In [1]:
#instantiate our environment
import os
import sys
%matplotlib inline
import pandas as pd
import statsmodels.api as sm
In [2]:
# read the data into a pandas dataframe
df = pd.read_csv("read_depth.strains.tsv", header=0, delimiter="\t")
print("Shape: {}".format(df.shape))
df.head()
Out[2]:
In [3]:
dfa = df[(df["A_read_depth"] > 0) & (df["A_strains"] > 0)]
dfb = df[(df["B_read_depth"] > 0) & (df["B_strains"] > 0)]
dfc = df[(df["C_read_depth"] > 0) & (df["C_strains"] > 0)]
print("Shape: {}".format(dfa.shape))
dfa.head()
Out[3]:
Note that we have reduced our matrix from having 11,054 entries with all the zeros to only having 1,397 entries now!
In [4]:
ax = dfa.plot('A_read_depth', 'A_strains', kind='scatter')
ax.set(ylabel="# strains", xlabel="read depth")
Out[4]:
Note that this plot is skewed by a few outliers. Lets limit it to anything where read_depth < 1000 and redraw the plot
In [5]:
dfas = dfa[dfa['A_read_depth'] < 1000]
print("Shape: {}".format(dfas.shape))
ax = dfas.plot('A_read_depth', 'A_strains', kind='scatter')
ax.set(ylabel="# strains", xlabel="read depth")
Out[5]:
When we zoom in, this doesn't look like a strong correlation. Note that there are a lot of data points here compared to the whole data set. In the data set excluding (0,0) we had 1,397 entries, and now we have 1,386 entries, so we only removed 9 values!
In [6]:
model = sm.OLS(dfa['A_strains'], dfa['A_read_depth']).fit()

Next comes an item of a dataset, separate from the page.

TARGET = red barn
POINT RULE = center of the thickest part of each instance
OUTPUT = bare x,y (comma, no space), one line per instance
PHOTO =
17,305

predictions = model.predict(dfa['A_read_depth'])
model.summary()
Out[6]:
In [7]:
model = sm.OLS(dfas['A_strains'], dfas['A_read_depth']).fit()
predictions = model.predict(dfas['A_read_depth'])
model.summary()
Out[7]:
Notice here that the r2 becomes 0.30. Those few outliers are strongly influencing the correlation of the data!